In recent years, multiple strains have been isolated from the intestinal flora, which can promote the anti-tumor effect of PD-1 antibodies. French immunologists studied 249 tumor patients with PD-1 antibodies and found that taking antibiotics before or during PD-1 antibody treatment significantly reduced the efficacy of PD-1 antibody treatment. Mice transplanted with gut microbiota that responded well to PD-1 antibodies responded better to PD-1 antibodies. Akkermansia muciniphila was significantly enriched in the gut microbiota of PD-1 treatment responders. Mice that responded poorly to PD-1 antibodies responded well by feeding Akkermansiac, with a significant increase in effector lymphocytes in the tumor microenvironment. The MD Anderson Cancer Center study found that those patients with high diversity of gut microbial species had a high response rate to PD-1 antibody therapy, a significant increase in CD8 + T lymphocytes, and Clostridiales bacteria and Faecalibacterium in their guts. Faecalibaterium); similarly, tumor-bearing mice transplanted with microbiota that responded to PD-1 antibody treatment had a better therapeutic effect on PD-1 antibody. The University of Chicago also found that in patients with metastatic melanoma, the intestinal commensal microbiome was associated with the efficacy of PD-1 antibodies, and Bifidobaterium was significantly enriched in the intestinal flora. Next, Nature reported that a team of Japanese scientists identified 11 bacterial strains "combinations" (11-mix) in the gut microbiota that synergistically enhance the effects of immune checkpoint inhibitors. In mouse experiments, they found that oral administration of 11-mix could increase IFN-γ + CD8 T cells in the tumor microenvironment and improve the anti-tumor effect of immune checkpoint inhibitors (PD-1 antibody, CTLA-4 antibody).
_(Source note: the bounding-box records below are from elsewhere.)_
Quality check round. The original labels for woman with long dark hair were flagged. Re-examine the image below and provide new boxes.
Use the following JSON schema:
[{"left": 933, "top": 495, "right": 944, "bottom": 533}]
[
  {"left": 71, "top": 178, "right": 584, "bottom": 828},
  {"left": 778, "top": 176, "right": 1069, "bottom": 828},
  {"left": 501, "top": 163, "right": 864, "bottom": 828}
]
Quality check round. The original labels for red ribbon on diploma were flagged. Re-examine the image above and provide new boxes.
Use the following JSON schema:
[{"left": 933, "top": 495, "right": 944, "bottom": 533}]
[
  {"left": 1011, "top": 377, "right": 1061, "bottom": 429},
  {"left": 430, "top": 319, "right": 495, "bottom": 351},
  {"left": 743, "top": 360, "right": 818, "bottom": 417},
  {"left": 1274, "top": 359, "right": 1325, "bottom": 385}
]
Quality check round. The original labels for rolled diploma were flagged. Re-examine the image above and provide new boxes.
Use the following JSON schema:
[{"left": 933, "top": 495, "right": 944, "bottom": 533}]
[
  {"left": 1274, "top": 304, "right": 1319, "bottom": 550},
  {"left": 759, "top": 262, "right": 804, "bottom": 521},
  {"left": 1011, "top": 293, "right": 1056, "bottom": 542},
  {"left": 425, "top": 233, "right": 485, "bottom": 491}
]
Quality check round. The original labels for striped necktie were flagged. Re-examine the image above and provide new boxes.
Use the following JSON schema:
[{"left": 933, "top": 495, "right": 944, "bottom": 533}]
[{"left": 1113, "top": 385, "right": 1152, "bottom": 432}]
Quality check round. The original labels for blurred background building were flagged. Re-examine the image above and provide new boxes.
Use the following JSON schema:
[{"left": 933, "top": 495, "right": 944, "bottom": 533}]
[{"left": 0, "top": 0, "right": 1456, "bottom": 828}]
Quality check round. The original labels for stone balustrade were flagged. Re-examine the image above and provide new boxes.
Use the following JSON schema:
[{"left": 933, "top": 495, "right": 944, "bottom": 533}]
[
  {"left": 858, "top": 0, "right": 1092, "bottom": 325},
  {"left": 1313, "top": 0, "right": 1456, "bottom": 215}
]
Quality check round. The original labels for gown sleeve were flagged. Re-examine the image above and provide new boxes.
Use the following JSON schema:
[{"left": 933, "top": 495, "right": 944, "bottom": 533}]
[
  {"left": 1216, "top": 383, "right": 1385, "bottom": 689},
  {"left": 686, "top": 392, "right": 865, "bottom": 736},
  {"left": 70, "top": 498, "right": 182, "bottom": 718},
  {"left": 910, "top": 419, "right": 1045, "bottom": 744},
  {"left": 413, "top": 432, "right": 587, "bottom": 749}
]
尽管临床前的动物实验和临床小样本的研究发现肠道菌群影响ICI的治疗效应,但是肠道菌群影响ICI的治疗效应的机制还很不清晰。不同供体肠道菌群对ICI效应的影响不同;同一个供体的菌群移植给不同受体后,对ICI治疗效应的影响也不相同;同时,来自法国、美国和日本的科学家分离获得的影响ICI治疗效应的肠道细菌也完全不同。这些差异意味着深入研究肠道菌群如何影响PD-1抗体等ICI制剂的治疗效应,发现肠道菌群中新的影响ICI治疗效应的菌种,解析其分子机制,对于有效地克服ICI耐药有重要意义。Although preclinical animal experiments and small clinical studies have found that the intestinal flora affects the therapeutic effect of ICI, the mechanism by which the intestinal flora affects the therapeutic effect of ICI is still unclear. Different donors have different effects on the effect of ICI; the same donor's flora has different effects on ICI treatment after transplantation to different recipients; at the same time, scientists from France, the United States and Japan isolated and obtained The gut bacteria that influence the effects of ICI treatment are also quite different. These differences mean in-depth study of how the gut microbiota affects the therapeutic effect of ICI preparations such as PD-1 antibodies, discovering new bacterial species in the gut microbiota that affect the therapeutic effect of ICI, and analyzing its molecular mechanism, which is essential for effectively overcoming ICI resistance. Medicine is important.
发明内容SUMMARY OF THE INVENTION
本发明的目的在于,提供一种副干酪乳杆菌株,所述菌株能够有效增强免疫检查点抑制剂治疗效应。The purpose of the present invention is to provide a Lactobacillus paracasei strain, which can effectively enhance the therapeutic effect of immune checkpoint inhibitors.
本发明的第二个目的在于,提供所述副干酪乳杆菌株在制备增强免疫检查点抑制剂治疗效应的食品或药物中的应用。The second object of the present invention is to provide the application of the Lactobacillus paracasei strain in preparing food or medicine for enhancing the therapeutic effect of immune checkpoint inhibitor.
为了实现上述目的,本发明提供了一种副干酪乳杆菌株,所述菌株命名为 副干酪乳杆菌Shanghai 2020 Lacticaseibacillus paracasei strain Shanghai 2020(下简称L.paracasei-sh2020),保藏编号为CCTCC NO:M 2020474。In order to achieve the above purpose, the present invention provides a Lactobacillus paracasei strain, which is named Lactobacillus paracasei Shanghai 2020 Lacticaseibacillus paracasei strain Shanghai 2020 (hereinafter referred to as L.paracasei-sh2020), and the deposit number is CCTCC NO:M 2020474.
为了实现上述第二个目的,本发明提供了所述副干酪乳杆菌株在制备增强免疫检查点抑制剂治疗效应的食品或药物中的应用。In order to achieve the above second objective, the present invention provides the application of the Lactobacillus paracasei strain in preparing food or medicine for enhancing the therapeutic effect of immune checkpoint inhibitor.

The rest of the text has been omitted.